Bu iş görür translate French
184 parallel translation
Bence bu iş görür, Kemp.
Ici, c'est parfait, Kemp.
Sanırım bu iş görür.
Je crois que ça ira.
Oldu, bu iş görür.
Voilà. Ça devrait suffire.
Tamam, bu iş görür.
Ca ira.
Bu iş görür.
Affaire réglée.
Evet, bu iş görür.
- Ça fera l'affaire.
Bu iş görür.
Ça devrait aller.
Bu iş görür mü?
Ça marche pas?
Bu iş görür sanırım.
Ça devrait suffire!
Bu iş görür.
Ça devrait suffire.
- Hayır, um, Sanırım bu iş görür.
Avec ça, on y arrivera.
Evet... Bu iş görür.
Ouais, ça aide.
- Zeyna... bu iş görür mü?
Xena, c'est ce que tu veux?
Ana - bu iş görür.
M'man - ça doit rentrer.
Bu iş görür.
Ca devrait le faire.
Oh, evet. Evet, bu iş görür.
Oui, ça ira.
Bu iş görür çünkü bu adamı ve bu cüceyi bir barda hayal etmektesin.
Ça marche bien parce qu'on imagine le gars et le nain dans le bar.
Sağol, bu iş görür.
- Ça fera l'affaire.
Tamam, evet. Bu iş görür, bu iş görür.
- Ça peut marcher.
Bu iş görür!
Ca devrait aller.
Bu iş görür mü?
Ca suffit?
Bu iş görür mü?
- On s'assoit.
Bu iş görür.
Ça fera l'affaire.
- Bu iş görür mü?
- Il est bien celui là?
Yavaş bir füze için, bu iş görür.
Pour une mèche lente, sans applicateur.
Şimdilik bu iş görür.
C'est mieux que rien, ces trucs.
Bu iş görür.
On se contentera de celle-la
Bu iş görür.
Je m'en contenterai...
Bu iş görür mü?
Est-ce que ça ira?
Evet bu iş görür.
Ça peut le faire.
Bence bu iş görür.
Je pense que ça devrait le faire.
Bu ifade iş görür, Mapes.
L'affaire est bouclée, Mapes.
Bu yırtıcı yeni tür, hem tek başına hem de sürü halinde dolaşır her kademede, her daim her yerde ve herkesle iş görür.
Cette espèce fait des ravages seule ou en groupe frappant n'importe où, n'importe quand, avec n'importe qui...
İş görür mü bu?
Elle fonctionne?
Bu, iş görür.
C'est bon.
Bu başlangıç için iş görür.
Je reviendrai avec tous les lundis!
Evet, bu iş görür.
Il a même essayé de tuer George Washington.
Bu iş görür.
ça suffira.
Fevkâlâde.
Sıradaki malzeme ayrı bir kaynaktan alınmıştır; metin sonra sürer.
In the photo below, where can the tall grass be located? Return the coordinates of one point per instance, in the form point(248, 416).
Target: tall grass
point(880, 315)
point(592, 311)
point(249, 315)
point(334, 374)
Bu ev hanımının adi ipek bluzları, uçuşta jetimi terk etmek zorunda kalırsam, iş görür bir paraşüt olacak.
Les chemisiers de la matrice feront un bon parachute.
Ama, her neyse. Bu da iş görür.
C'est pas grave, peu importe.
Bu işe yaramazsa nefesin kesinlikle iş görür.
Et si ça marchait pas, il te reste ton haleine.
Bu da iş görür.
Ça fera l'affaire.
Genelevde olmasak bile bu kompartman da iş görür.
Ca na rien d'un bordel. Mais ce train fera l'affaire, non?
- Caz iş görür. Bu iyi.
- Ca paraît bien
Bu iğne de iş görür.
Cette épingle ça va!
Diğer seçeneklerin hepsi bu işi imkânsız bir iş gibi görür ve dergiyi bir çıkmaza sürüklerlerdi.
Et toutes les autres n'auraient pas été à la hauteur et le magazine en aurait souffert.
Bu iş görür mü?
Ca suffira?
- Bu, iş görür mü?
- Ça marche ça?
Hiç boş ilaçlama konteynırı bulamadım. - Sanırım bu su tankı iş görür.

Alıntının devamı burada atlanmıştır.